December 7, 2018

Adjustment required


Everyone is overjoyed that my heart is ‘fixed’ and beating properly. I’m not as elated as they are. I’m adjusting. How is a person to think when their body is part human, part computer? I feel emotionless, even odd, not physically though. The ‘fix’ has given me a sense of normal. I am no longer weak, wobbly, unpredictable in energy. But. This strange adjustment of knowing my heartbeat and life depends on a machine? If it stops, so do I (with a small ‘maybe’ attached). I’ve been asking the Lord how I am supposed to think about this oddity.

Tozer speaks of what the disciples went through after Jesus promised the Holy Spirit. They were taught, knew and loved Him, saw Him die and rise again, and all during this time, pointing them to the next thing — a “new and superior kind of life, an effusion of outpoured energy which they, at their best, did not yet enjoy.”

When I read that line, I was shocked at how it matches what I’m feeling, not in the same situation even though I love Jesus and am looking toward Him.

Tozer isn’t finished.
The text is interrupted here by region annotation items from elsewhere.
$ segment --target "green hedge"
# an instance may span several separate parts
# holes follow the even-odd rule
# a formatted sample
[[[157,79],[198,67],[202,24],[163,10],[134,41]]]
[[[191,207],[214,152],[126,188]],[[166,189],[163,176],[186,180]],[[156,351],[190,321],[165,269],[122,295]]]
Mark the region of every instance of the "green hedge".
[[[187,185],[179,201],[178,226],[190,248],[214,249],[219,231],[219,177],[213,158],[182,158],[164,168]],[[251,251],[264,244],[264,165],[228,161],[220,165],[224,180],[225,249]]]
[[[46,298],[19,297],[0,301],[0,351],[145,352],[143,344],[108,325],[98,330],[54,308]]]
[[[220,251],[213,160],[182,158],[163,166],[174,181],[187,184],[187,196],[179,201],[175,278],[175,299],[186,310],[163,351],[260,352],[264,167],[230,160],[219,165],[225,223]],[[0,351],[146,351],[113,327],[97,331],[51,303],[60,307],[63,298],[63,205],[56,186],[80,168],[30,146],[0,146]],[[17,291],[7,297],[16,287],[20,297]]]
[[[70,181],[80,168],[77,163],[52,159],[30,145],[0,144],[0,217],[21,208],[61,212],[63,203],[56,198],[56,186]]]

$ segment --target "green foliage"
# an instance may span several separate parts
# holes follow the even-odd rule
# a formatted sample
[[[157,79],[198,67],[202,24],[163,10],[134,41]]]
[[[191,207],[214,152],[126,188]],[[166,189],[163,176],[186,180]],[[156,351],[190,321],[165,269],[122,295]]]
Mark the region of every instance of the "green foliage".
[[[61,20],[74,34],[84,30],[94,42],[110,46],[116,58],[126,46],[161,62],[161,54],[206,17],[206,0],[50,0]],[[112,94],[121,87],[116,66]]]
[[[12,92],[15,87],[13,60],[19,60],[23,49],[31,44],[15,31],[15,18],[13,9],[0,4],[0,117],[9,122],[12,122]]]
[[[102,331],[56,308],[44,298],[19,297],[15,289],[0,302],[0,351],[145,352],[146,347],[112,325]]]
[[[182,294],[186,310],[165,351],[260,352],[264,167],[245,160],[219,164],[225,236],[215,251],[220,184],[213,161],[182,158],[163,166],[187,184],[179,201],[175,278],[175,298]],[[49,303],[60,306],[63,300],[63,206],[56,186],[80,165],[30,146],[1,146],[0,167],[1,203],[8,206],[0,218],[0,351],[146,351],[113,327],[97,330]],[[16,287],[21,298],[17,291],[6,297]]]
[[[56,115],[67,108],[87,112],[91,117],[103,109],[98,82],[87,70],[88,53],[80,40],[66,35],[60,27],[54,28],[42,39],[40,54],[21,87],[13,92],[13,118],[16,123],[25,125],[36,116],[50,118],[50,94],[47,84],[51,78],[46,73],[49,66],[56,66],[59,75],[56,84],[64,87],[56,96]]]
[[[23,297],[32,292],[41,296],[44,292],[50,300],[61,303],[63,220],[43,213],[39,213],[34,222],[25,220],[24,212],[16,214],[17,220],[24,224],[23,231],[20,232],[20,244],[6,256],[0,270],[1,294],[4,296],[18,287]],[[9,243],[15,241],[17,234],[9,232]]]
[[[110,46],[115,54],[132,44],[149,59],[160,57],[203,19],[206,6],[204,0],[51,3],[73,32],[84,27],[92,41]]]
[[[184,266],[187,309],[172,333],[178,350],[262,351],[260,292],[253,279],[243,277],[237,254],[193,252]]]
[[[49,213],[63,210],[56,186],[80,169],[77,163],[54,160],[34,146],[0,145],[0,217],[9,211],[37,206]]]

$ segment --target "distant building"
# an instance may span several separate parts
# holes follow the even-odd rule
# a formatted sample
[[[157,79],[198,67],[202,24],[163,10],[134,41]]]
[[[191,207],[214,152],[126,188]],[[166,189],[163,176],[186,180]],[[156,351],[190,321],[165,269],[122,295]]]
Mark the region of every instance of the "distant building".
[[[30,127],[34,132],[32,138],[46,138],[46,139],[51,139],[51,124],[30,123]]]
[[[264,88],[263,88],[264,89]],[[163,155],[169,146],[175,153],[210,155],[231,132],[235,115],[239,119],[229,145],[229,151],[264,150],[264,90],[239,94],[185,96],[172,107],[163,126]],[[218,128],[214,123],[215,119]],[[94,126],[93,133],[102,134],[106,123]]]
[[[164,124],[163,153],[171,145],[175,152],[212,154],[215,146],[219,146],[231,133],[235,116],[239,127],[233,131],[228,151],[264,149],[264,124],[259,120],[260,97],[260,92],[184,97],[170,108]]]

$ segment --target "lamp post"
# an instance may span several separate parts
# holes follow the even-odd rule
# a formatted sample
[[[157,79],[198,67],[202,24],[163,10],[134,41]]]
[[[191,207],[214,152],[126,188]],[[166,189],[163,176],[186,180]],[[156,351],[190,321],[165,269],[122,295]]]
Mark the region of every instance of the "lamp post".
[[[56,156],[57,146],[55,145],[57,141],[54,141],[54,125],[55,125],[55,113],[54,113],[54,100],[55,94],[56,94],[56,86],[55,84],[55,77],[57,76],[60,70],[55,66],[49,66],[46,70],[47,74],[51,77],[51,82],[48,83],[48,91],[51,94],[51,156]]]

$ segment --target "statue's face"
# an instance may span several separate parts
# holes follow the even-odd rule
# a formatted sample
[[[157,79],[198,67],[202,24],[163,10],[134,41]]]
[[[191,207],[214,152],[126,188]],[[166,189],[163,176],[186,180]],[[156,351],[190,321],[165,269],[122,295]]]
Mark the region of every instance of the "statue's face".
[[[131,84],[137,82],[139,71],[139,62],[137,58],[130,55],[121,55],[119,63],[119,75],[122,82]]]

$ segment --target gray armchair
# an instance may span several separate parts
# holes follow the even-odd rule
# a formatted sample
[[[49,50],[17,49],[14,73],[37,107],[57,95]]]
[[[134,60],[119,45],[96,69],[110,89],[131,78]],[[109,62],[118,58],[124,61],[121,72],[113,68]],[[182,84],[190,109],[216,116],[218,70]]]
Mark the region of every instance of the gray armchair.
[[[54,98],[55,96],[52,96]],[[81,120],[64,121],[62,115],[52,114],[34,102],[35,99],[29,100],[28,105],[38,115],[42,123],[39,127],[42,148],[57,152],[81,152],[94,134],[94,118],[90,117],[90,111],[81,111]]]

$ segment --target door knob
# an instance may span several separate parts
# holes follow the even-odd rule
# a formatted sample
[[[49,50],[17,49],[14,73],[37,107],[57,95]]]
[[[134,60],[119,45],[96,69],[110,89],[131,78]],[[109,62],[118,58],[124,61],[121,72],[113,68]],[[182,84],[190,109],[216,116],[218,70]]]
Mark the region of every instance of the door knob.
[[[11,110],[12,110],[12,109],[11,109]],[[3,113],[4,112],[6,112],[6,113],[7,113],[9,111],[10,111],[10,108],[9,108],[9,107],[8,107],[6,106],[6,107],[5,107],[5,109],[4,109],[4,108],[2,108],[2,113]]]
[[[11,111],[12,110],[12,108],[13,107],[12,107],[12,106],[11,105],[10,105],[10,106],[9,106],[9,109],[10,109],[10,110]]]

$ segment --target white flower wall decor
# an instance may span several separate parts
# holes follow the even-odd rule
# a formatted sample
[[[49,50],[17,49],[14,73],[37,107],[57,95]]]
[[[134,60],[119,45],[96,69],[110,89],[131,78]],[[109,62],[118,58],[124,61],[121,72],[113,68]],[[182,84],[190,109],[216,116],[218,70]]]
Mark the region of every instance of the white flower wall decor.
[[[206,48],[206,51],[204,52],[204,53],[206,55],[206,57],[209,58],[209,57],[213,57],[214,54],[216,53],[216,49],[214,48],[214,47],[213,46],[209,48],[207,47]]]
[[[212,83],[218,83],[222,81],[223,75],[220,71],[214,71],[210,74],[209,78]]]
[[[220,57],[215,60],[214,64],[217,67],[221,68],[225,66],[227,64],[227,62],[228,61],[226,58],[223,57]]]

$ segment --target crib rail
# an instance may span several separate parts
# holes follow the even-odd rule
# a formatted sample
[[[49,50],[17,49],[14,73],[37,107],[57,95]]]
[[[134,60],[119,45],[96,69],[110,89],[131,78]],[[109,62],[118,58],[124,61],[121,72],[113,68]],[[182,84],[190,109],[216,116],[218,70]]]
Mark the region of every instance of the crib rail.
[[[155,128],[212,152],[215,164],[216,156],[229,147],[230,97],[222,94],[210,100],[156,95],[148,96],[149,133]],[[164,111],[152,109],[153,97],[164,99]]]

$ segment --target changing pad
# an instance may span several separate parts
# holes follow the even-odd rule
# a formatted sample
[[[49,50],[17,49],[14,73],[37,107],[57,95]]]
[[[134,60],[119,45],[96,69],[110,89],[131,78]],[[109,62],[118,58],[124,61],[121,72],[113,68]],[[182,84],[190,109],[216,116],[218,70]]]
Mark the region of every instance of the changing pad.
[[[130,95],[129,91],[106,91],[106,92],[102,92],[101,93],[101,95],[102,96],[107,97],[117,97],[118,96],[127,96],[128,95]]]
Next, he says this . . . “Then our Lord rose from the dead and we have what we call the period of the preparation. They had stopped their activity at the specific command of the Lord. He said, “Tarry! You are about to receive that which has been promised . . . .” Sometimes you are going farther when you are not going anywhere; you are moving faster when you are not moving at all.”

Wait. He is saying to just wait. Peter did, and this is what later came after his waiting, after the Spirit filled him with that ‘superior kind of life’ never before enjoyed:

“’Let all the house of Israel therefore know for certain that God has made him both Lord and Christ, this Jesus whom you crucified.’ Now when they heard this they were cut to the heart, and said to Peter and the rest of the apostles, ‘Brothers, what shall we do?’ And Peter said to them, ‘Repent and be baptized every one of you in the name of Jesus Christ for the forgiveness of your sins, and you will receive the gift of the Holy Spirit. For the promise is for you and for your children and for all who are far off, everyone whom the Lord our God calls to himself.’ And with many other words he bore witness and continued to exhort them, saying, ‘Save yourselves from this crooked generation.’ So those who received his word were baptized, and there were added that day about three thousand souls.” (Acts 2:36–41)

After that, the world has never been the same.

For me, I’ve no idea what comes next. This new ‘computer’ could malfunction. This body could embrace and love it. So far, the relationship seems positive. As for my question about how to think, from this passage of Scripture, Tozer answers it. He finishes his thoughts with . . .  “Oh, my heart, be still before Him.”

^^^^^^^^^^^^
Jesus, Your joy starts creeping up on me. Maybe, after months, even years, of never knowing what a day would bring as far as energy and well-being, I am adjusting to ‘normal’. My physical heart is beating as it should and at the same time is now ‘still before You’ because of Your overwhelming goodness. Slowly, slowly I adjust.